Oil prices rose for the fifth straight session on Tuesday, after U.S. Federal Reserve Chairman Ben Bernanke left the door open for more monetary stimulus but gave no signal on whether the Fed was closer to such a move.
Trading was choppy and both Brent and U.S. crude bounced back as tensions involving Iran's dispute with the West over Tehran's nuclear program, along with recent North Sea supply interruptions, provided support to oil.
Bernanke repeated the Fed's pledge to act if needed, even while offering no new clues on when or how the central bank might offer extra support to the U.S. economy.
Financial markets had hoped for signs the Fed was moving closer to a third round of bond purchases, also known as quantitative easing or QE3.
"It's post-Bernanke buying because, while he was not explicit about doing something, the door is clearly open," said John Kilduff, partner at Again Capital LLC in New York.
The euro recovered from losses against the U.S. dollar and U.S. stocks pushed higher after both initially fell back when Bernanke's testimony quelled hopes for quick Fed action after recent moves by central banks in China and Europe to bolster a sputtering global economy.
Brent September crude rose 63 cents to settle at $104 a barrel, swinging from $102.77 to $104.75.
U.S. August crude pushed up 79 cents to settle at$89.22 a barrel, having fallen to $87.41 before reaching the $89.46 intraday peak after the initial Bernanke-induced slump.
August crude options expire on Tuesday ahead of the August contract going off the board on Friday.
"The Iranian uncertainty and the North Sea problems are keeping oil supported, but I don't think those factors will last that long," said Mark Waggoner, president at Excel Futures Inc in Bend, Oregon.
Total crude trading volumes for Brent and U.S. futures topped a half million lots traded, but Brent turnover still lagged its 30-day average by 23 percent.
U.S. heating oil futures bounced back up along with crude futures.

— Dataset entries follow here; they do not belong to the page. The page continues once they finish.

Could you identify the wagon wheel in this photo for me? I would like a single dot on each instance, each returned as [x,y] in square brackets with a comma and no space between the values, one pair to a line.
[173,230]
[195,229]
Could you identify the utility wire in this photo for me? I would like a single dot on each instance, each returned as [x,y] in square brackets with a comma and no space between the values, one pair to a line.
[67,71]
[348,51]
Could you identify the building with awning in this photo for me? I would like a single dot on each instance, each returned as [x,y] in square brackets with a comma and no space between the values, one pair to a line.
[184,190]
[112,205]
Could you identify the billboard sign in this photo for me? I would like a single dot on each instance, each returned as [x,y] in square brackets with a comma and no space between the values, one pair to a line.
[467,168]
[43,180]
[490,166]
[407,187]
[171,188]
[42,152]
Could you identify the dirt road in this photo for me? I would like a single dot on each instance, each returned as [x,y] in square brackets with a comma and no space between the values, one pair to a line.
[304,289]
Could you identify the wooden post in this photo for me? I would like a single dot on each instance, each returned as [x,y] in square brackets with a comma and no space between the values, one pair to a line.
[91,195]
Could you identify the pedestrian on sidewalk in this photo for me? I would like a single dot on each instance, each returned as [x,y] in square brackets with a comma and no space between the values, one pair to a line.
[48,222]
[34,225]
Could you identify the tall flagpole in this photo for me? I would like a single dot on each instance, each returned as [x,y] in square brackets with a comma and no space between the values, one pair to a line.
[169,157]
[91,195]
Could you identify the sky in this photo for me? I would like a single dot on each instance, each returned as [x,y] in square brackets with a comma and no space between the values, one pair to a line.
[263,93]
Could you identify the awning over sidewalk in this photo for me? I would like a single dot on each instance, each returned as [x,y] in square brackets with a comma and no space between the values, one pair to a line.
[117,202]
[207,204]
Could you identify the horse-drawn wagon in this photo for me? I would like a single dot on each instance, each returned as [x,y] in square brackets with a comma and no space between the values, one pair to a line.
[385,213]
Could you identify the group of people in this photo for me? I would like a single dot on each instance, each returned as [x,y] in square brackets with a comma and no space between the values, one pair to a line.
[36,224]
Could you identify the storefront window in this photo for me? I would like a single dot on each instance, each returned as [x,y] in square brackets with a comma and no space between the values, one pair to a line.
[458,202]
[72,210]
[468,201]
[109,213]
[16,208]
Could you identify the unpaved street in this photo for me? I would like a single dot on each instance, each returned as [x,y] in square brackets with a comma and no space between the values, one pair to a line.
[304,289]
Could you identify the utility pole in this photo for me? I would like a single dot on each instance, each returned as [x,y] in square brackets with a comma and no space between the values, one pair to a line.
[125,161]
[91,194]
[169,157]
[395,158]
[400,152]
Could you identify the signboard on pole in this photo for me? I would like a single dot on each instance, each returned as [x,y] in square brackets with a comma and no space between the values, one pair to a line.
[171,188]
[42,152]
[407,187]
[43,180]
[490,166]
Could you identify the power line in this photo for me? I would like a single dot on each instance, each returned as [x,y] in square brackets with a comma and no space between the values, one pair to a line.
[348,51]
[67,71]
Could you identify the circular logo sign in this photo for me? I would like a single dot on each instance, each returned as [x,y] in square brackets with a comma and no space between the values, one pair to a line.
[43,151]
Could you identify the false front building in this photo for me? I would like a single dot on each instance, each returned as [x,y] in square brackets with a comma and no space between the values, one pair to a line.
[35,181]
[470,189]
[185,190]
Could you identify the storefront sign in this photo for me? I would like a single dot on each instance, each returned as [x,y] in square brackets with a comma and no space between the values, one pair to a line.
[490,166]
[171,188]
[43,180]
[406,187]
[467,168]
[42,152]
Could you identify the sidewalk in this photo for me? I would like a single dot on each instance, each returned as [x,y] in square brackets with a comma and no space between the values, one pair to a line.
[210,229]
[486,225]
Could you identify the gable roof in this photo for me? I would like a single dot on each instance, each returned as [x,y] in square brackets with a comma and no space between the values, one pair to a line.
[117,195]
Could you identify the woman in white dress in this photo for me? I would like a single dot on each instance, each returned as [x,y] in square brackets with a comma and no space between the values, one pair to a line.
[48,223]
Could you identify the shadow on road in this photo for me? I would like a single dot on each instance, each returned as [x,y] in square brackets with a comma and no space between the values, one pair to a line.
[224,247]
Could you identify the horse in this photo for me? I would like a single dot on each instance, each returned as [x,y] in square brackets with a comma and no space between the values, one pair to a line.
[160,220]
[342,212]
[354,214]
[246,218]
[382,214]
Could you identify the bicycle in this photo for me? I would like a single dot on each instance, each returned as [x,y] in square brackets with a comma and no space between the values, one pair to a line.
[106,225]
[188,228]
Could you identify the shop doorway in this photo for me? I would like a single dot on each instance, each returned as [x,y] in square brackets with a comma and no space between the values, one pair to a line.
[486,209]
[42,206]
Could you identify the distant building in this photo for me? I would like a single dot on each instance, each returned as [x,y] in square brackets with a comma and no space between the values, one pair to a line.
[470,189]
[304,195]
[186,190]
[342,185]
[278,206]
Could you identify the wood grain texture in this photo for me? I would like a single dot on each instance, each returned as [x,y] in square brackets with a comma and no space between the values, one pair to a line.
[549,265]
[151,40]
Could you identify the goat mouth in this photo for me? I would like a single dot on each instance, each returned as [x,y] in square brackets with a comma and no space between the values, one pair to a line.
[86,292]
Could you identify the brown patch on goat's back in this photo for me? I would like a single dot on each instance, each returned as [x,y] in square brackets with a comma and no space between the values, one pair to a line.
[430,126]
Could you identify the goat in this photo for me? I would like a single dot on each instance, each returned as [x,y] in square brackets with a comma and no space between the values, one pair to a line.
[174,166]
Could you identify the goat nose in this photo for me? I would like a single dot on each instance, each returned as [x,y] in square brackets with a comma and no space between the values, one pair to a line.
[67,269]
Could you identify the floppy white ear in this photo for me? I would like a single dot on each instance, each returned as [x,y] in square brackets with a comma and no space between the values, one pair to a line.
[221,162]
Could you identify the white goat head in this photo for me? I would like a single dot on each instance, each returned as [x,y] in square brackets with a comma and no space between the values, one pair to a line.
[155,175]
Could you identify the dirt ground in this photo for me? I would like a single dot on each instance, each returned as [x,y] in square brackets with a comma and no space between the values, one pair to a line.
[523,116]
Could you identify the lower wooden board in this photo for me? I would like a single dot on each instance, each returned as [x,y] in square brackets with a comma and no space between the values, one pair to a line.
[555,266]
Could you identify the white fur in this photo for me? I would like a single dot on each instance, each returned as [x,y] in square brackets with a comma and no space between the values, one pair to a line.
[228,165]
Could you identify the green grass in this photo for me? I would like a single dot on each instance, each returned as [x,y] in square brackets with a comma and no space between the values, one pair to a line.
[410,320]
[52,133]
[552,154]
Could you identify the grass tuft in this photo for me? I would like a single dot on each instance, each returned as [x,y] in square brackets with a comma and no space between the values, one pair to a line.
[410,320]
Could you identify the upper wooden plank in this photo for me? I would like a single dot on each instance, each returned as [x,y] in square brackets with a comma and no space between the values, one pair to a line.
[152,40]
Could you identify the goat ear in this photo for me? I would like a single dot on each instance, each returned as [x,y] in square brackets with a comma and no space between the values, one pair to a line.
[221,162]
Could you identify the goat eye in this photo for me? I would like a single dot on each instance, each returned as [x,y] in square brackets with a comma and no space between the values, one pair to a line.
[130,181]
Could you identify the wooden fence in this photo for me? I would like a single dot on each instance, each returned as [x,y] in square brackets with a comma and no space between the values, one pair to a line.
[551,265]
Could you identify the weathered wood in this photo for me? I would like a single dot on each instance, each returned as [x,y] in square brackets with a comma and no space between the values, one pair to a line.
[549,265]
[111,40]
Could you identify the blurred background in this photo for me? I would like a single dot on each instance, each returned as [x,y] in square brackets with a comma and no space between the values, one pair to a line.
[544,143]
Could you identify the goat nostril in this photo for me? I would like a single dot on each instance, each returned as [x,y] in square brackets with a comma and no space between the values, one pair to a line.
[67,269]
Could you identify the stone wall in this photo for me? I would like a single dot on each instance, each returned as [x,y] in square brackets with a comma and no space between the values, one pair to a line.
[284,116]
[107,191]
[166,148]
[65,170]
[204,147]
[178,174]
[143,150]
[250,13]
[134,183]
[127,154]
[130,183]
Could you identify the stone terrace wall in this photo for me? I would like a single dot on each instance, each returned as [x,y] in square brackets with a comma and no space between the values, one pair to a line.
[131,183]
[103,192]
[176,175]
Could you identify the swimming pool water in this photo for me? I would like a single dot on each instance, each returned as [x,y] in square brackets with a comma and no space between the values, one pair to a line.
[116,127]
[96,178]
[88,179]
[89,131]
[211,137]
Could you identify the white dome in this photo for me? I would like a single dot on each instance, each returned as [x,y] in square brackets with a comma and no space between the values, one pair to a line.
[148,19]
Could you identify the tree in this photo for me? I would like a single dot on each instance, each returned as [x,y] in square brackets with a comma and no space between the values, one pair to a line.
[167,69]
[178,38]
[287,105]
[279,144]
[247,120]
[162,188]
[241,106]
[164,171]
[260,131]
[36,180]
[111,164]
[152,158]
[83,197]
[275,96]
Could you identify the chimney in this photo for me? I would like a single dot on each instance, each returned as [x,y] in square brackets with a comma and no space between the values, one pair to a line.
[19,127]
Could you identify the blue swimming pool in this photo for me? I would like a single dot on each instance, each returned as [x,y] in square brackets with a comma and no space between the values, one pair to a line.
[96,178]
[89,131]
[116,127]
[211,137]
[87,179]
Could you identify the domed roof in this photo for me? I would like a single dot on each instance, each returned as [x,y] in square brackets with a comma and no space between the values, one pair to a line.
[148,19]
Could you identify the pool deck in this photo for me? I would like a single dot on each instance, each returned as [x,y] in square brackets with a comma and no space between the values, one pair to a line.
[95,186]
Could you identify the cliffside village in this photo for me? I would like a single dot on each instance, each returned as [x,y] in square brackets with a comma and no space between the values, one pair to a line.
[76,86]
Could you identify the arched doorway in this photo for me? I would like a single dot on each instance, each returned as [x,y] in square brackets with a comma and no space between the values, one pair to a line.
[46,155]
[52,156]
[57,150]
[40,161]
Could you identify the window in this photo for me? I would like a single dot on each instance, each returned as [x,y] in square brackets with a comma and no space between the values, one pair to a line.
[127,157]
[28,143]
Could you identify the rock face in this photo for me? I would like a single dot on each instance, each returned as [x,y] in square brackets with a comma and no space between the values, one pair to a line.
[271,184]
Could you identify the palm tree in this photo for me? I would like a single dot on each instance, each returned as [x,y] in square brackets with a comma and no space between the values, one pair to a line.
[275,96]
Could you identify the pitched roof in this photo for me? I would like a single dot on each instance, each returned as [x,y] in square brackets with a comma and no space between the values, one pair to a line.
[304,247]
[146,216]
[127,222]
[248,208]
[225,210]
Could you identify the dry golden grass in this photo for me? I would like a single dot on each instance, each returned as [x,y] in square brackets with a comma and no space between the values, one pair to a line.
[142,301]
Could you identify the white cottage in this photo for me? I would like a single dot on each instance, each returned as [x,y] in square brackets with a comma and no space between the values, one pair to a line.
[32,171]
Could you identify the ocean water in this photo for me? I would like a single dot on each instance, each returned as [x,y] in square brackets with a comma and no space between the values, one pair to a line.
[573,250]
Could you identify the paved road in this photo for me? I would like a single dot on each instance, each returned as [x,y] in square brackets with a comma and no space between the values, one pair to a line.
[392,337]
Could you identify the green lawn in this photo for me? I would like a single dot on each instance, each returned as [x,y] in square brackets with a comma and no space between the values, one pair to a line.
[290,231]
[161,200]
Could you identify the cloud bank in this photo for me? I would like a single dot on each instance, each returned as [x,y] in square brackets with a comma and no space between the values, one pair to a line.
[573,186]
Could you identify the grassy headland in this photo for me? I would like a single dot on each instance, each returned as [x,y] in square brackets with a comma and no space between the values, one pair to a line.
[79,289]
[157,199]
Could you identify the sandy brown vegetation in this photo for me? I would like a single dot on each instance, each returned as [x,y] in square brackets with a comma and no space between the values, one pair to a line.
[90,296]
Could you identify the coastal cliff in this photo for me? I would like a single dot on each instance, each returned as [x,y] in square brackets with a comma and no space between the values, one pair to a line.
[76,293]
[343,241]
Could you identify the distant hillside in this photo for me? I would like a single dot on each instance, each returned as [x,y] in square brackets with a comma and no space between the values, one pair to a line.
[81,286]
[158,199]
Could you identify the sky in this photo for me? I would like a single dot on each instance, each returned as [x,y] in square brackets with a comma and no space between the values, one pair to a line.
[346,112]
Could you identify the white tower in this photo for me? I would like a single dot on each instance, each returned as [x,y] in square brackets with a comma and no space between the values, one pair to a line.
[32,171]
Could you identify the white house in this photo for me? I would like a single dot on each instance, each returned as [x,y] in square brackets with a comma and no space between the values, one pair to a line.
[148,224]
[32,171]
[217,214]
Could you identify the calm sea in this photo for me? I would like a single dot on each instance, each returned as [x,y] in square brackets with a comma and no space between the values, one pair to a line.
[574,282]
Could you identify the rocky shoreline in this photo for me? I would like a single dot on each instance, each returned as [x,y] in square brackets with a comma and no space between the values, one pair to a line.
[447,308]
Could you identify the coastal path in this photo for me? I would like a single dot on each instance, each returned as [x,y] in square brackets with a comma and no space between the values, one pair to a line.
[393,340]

But U.S. gasoline futures ended nearly a penny lower at $2.8450 a gallon, having retreated after testing above the 200-day moving average of $2.8675.
Returning refinery units expected to improve supply and lower differentials in the New York Harbor market helped keep gasoline futures from rallying back, traders said.
Production problems last week in the Buzzard field and an earlier strike by Norwegian oil workers are expected to push North Sea exports for 12 key grades to a 2012 low in August.